Pandoc: idea: include files (and csv tables)

Created on 29 Jun 2012  Ā·  53Comments  Ā·  Source: jgm/pandoc

As far as I understand pandoc can process several files
in one way only. You have to list them in the command line. There is
a solution to simulate include files with scripting. It's indicated
in the pandoc's official guide.

Markdown is a tiny language. We should keep it small. So here is an idea
of how to simulate latex's input command without extending Markdown syntax.
We can overload include image construction. If a file has an image extension,
than it's treated as an image, but if it's .txt, it can be treated as Markdown:

![Show me if there is no such a file](subfile.txt)

I've come to this idea while thinking about long tables.
Imagine that someone is writing a research report. There are long
tables produced by an algorithm. Tables are saved in some
standard format for tables, for example CSV. And then user can write

![So it goes](table.csv)
high enhancement Markdown reader

Most helpful comment

Full support for markdown inclusion would probably have to be baked into pandoc.
If you just read the file and parse it as markdown using a filter, then e.g. you can't have reference links or footnotes that are only defined in the included file.

So this is something I'd consider. We already have most of the code we'd need for this kind of thing, since we support includes in reST.

All 53 comments

Not sure if this would fit in Pandoc's goals as being a "universal document converter", but you can do this easily with some wrapper around Pandoc. This would of course require some technical skills from you, but you would gain much more then the above suggested features.

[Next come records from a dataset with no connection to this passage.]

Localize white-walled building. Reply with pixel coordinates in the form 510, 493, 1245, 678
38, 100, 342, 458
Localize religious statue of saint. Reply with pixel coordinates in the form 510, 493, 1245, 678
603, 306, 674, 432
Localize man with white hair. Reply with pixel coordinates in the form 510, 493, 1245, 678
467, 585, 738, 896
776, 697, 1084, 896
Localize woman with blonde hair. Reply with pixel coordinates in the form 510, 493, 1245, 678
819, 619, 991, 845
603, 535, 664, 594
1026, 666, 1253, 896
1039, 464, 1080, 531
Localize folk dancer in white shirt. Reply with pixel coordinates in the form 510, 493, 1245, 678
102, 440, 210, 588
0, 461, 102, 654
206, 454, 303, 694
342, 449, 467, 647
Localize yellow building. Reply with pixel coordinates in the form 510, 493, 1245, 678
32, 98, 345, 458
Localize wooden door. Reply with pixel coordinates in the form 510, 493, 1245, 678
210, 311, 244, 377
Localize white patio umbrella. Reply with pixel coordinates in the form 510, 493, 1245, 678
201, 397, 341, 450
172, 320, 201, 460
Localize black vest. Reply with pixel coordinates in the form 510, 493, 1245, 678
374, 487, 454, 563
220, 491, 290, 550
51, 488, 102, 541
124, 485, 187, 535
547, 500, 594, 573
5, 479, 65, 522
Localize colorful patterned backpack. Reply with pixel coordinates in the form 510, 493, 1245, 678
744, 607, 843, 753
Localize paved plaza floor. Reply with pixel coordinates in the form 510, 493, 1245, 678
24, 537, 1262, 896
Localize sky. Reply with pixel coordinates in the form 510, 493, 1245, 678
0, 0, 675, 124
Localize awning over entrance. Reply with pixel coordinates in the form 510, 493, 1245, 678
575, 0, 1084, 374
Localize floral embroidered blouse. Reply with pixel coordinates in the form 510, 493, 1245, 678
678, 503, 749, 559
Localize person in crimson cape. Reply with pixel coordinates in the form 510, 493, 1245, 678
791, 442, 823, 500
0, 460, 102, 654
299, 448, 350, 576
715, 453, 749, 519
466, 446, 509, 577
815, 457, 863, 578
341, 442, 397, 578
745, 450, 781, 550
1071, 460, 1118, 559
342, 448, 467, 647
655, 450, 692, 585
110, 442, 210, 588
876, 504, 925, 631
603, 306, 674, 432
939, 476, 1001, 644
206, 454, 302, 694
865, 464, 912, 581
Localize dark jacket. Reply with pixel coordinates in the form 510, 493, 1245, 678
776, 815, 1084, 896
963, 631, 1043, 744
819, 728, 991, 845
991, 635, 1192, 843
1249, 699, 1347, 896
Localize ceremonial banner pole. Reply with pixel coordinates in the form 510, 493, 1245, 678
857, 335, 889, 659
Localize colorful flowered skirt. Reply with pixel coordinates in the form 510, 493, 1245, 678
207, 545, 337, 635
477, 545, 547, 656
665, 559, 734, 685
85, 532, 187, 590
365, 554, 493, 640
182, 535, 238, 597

There are a bunch of programming tools in Pandoc extra, from which I know (and develop) pander. You could easily write a simple brew file which would compile a list of all images in a directory and create a link for those and also reading csv files and printing would be not problematic too (e.g. putting a simple read.table(foo) in a brew chunk between <%=...%> tags.

I hope you would find this useful.

anton-k, I like the idea; had something similar in mind, when writing
a technical report recently. File-extension-dependent inclusion would be a nice
pandoc-extension for markdown.

Another idea related to that:

It would be great to have more general support for literate programming.

Currently I use the R-knitr-package
for mixing programming languages in technical reports; as an example see
https://github.com/yihui/knitr/blob/master/inst/examples/knitr-lang.Rmd.

Using pandoc directly with a file format, say lmd -- for literate markdown,
would facilitate the workflow considerably.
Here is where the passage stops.